Con la luz encendida, Bao Gong entró en el dormitorio de la princesa. Podían ver un perfume delicado en el aire. En la sala principal, Bao Xing arregló las mesas para el altar. Colocaron las mesas y los asientos según lo planeado. Establecieron el altar con velas y un candelabro, colocando plumas rojas, papeles amarillos y espadas mágicas.
Terminados los preparativos, salieron del dormitorio y volvieron a la sala de estar. Dijeron a Li Baoyi: "No te alejes mucho, estaré esperándote." Li Baoyi asintió y se quedó en el dormitorio mientras Bao Xing y Bao Gong se dirigían al altar.Paikong salió de su estudio, Li Baoguio llevaba una lámpara y le iba delante hacia la habitación de la dama. Al llegar, vio que la habitación estaba iluminada con luces brillantes y todo estaba dispuesto. Ya sabía que era un juego de Paixing. Entró en el cuarto y escuchó a Paixing decirle a Li Baoguio: "Todos los demás deben retirarse. Se debe evitar a las mujeres que observen."
Li Baoguio, al oír esto, se retiró apresuradamente.

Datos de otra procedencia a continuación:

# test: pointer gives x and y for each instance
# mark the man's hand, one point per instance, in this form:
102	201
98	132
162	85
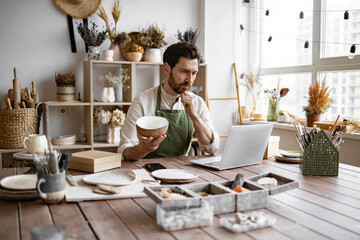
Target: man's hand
145	146
187	101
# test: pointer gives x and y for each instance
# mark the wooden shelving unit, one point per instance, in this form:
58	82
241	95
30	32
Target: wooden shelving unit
91	96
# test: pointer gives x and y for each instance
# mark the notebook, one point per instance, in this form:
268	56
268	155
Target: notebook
245	145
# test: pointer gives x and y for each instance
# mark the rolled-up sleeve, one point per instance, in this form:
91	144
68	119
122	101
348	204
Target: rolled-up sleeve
204	114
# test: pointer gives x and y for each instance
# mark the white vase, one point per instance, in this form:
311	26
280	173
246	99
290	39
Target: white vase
113	134
108	94
119	92
153	55
93	53
116	50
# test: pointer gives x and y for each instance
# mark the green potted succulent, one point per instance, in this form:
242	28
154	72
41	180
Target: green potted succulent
93	38
152	39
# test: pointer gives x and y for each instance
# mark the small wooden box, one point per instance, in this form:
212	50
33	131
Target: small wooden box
222	199
257	198
284	183
95	161
272	147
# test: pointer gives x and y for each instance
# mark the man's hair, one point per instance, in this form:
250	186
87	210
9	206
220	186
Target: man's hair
182	49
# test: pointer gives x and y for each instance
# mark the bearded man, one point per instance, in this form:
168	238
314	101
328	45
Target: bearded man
186	112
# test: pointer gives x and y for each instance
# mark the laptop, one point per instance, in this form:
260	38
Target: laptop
245	145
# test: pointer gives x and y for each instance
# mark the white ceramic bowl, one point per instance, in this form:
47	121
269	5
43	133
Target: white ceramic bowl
152	126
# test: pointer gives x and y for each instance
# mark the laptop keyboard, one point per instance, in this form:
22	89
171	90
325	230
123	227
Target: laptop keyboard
216	164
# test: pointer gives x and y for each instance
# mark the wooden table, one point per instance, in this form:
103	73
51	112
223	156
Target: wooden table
321	208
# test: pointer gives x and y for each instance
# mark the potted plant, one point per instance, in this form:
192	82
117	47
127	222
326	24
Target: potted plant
113	120
152	39
319	102
116	38
65	86
255	87
191	35
274	101
93	38
132	50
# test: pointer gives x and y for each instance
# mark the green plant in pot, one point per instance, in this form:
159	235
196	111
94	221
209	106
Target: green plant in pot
93	38
319	102
191	36
152	39
65	86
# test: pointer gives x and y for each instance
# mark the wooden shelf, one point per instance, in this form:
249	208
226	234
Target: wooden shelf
91	92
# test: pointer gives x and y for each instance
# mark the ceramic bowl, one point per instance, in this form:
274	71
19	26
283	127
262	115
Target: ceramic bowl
152	126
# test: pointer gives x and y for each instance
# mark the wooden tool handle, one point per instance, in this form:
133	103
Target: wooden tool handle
28	93
33	86
8	102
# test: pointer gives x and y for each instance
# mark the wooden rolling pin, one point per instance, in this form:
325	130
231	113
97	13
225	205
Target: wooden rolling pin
8	102
11	95
34	93
24	96
17	90
29	102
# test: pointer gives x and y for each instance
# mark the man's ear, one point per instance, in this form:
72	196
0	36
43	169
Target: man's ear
167	69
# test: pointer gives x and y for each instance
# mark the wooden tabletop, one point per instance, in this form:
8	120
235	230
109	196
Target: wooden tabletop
321	208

Paixing tomó la incienso, lo colocó en el brasero y se arrodilló mientras se inclinaba tres veces. Paikong no pudo evitar reírse entre dientes. Luego subió a la mesa alta, agarró el tintero rojo y una pluma nueva, y cortó papel amarillo para escribir. Estaba a punto de comenzar cuando sintió que su muñeca se movía por sí sola. Mientras lo miraba, vio que se había escrito: "¡Qué travieso! ¡Qué travieso! ¡Debe ser castigado! ¡Debe ser castigado!" Paixing comenzó a sentirse nervioso y luego prendió el papel con un encendedor, bajando apresuradamente de la mesa. Paikong ya estaba sentado en su trono.
Paixing se acercó y dijo: "¿Por qué no te sientas en la mesa alta, señor? ¿No es más cómodo?"